Portsmouth Historic Dockyard
I was recently asked which is the best historical site that I have visited this year. Without hesitation, I named Portsmouth Historic Dockyard, by far the most impressive and interesting place I’ve been to. The Royal Navy has an 800 year old history, and provided the clout, the romance and often the sinister side to many of the most famous episodes in British and world history. It’s all at Portsmouth, and you can see it from the decks of some of the ships that created history’s greatest maritime empire.
I expected the highlight of the day to be HMS Victory, and it is indeed a special experience to walk the decks of the world’s most famous ship, where Admiral Nelson simultaneously achieved his finest hour and fell to a French sniper at the Battle of Trafalgar in 1805.
However, the real gem is HMS Warrior, the loudest and final word in the naval arms race with France that took place in the mid-nineteenth century. When completed in October 1861, Warrior was by far the largest, fastest, most heavily armed and most heavily armoured warship the world had seen. She was almost twice the size of La Gloire and thoroughly outclassed the French ship in speed, armour, and gunnery. Such was the brutal scale and unprecedented combination of steam engines, rifled breech-loading guns, iron construction and armour, Warrior never had to fire a shot in anger. No other navy would have dared to cross her, and Britain was able to re-assert the superiority that Nelson and his contemporaries had secured at the beginning of the century and ruthlessly exploit the resources of her ever-increasing maritime empire.
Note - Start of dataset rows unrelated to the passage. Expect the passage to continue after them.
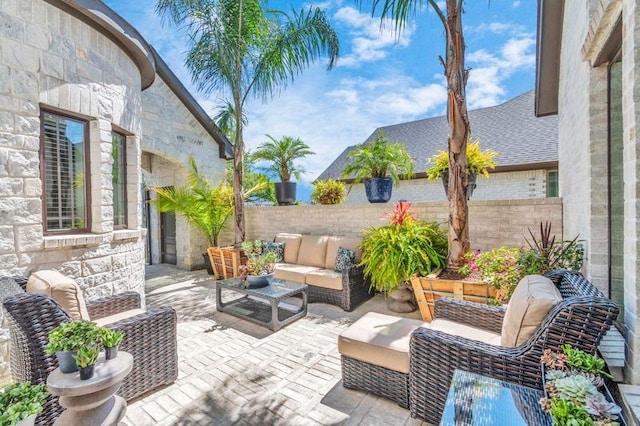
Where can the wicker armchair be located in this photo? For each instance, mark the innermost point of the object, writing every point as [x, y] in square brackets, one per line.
[580, 319]
[150, 337]
[355, 290]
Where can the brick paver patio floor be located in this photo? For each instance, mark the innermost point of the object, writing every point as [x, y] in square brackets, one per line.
[233, 372]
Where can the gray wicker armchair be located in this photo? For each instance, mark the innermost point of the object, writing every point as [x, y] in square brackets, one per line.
[151, 338]
[580, 319]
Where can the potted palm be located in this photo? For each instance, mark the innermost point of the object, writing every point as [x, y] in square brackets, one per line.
[393, 253]
[20, 403]
[380, 164]
[478, 163]
[281, 154]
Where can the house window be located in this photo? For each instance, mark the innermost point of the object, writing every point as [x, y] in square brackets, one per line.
[552, 183]
[64, 152]
[119, 180]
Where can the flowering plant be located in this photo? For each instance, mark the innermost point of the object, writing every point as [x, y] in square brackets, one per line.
[573, 382]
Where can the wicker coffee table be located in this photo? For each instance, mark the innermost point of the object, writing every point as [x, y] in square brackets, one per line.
[273, 306]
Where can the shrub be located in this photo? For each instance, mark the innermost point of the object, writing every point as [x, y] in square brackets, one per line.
[329, 191]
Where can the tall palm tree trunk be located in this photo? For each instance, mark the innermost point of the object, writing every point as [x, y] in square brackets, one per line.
[459, 127]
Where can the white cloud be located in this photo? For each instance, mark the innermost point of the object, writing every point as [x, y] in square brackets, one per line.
[370, 41]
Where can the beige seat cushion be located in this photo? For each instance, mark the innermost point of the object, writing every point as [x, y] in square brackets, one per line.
[291, 246]
[296, 273]
[325, 278]
[352, 243]
[118, 317]
[379, 339]
[62, 289]
[466, 331]
[530, 303]
[313, 250]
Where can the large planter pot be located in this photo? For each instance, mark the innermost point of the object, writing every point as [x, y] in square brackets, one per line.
[285, 193]
[431, 288]
[378, 190]
[471, 185]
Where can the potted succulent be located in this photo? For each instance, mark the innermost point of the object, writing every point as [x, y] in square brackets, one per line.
[258, 270]
[86, 358]
[281, 155]
[20, 403]
[110, 340]
[67, 338]
[329, 191]
[478, 163]
[393, 253]
[380, 164]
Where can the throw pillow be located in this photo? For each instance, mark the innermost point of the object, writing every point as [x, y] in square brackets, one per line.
[344, 259]
[271, 247]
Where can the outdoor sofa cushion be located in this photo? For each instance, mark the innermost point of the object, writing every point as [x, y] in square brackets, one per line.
[530, 303]
[62, 289]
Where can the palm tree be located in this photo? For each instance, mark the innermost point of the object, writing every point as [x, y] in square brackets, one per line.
[458, 117]
[241, 49]
[281, 154]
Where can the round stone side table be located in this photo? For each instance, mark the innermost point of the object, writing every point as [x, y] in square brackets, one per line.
[92, 402]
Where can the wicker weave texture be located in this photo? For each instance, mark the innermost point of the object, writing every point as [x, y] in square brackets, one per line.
[580, 319]
[151, 338]
[381, 381]
[355, 291]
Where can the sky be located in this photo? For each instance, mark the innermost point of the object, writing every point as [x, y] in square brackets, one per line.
[381, 78]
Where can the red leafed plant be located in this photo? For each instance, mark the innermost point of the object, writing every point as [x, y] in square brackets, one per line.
[400, 214]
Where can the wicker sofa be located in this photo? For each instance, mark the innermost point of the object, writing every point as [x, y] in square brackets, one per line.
[468, 336]
[150, 336]
[311, 260]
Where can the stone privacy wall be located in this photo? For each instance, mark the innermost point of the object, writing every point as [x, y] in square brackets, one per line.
[507, 185]
[492, 223]
[49, 59]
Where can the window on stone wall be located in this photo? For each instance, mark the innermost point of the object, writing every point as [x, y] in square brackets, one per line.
[119, 180]
[65, 175]
[552, 183]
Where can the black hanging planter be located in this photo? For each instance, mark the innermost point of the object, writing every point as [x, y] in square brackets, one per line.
[471, 185]
[378, 189]
[285, 193]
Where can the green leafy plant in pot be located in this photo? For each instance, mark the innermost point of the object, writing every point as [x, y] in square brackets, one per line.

Musuem of London Docklands
With Mrs Woodall away for the weekend recently, I took the chance to get my pirate kicks at the Museum of London’s Captain Kidd exhibition at their Docklands site. As this exhibition closes on October 30th, I urge anyone that has been meaning to go to set sail immediately. If you’re not sure if you can be bothered to make your way down to Canary Wharf, I share with you the words of Robert Louis Stevenson, introducing Treasure Island…
To the Hesitating Purchaser
If sailor tales to sailor tunes,
Storm and adventure, heat and cold,
If schooners, islands, and maroons
And Buccaneers and buried Gold,
And all the old romance, retold
Exactly in the ancient way,
Can please, as me they pleased of old,
The wiser youngsters of to-day:
—So be it, and fall on! If not,
If studious youth no longer crave,
His ancient appetites forgot,
Kingston, or Ballantyne the brave,
Or Cooper of the wood and wave;
So be it, also! And may I
And all my pirates share the grave
Where these and their creations lie!
In other words, if you love adventure and romance, you’ll love this.
The exhibition focuses on how Captain Kidd went from privateer to pirate and how he was betrayed by men at the centre of the British government looking to save their own necks and fortunes. There are plenty of tales of derring-do, murder and betrayal, and plenty of dark and splendid characters to read about. Kidd is obviously at the centre of it all, firstly serving greedy merchants and politicians as a pirate chaser, then as an accused pirate himself. Finally, he is condemned by Parliament, abandoned by those he had served, and hung in a gibbet to swing at Tilbury Point for three years as a warning to future would-be pirates. Kidd himself said as he was being tried: “There is nothing in the world that can make it appear that I was guilty of piracy.” This may be stretching it a little, but he was a contemporary of some unscrupulous men, who saw him hang with a heavy sigh of relief.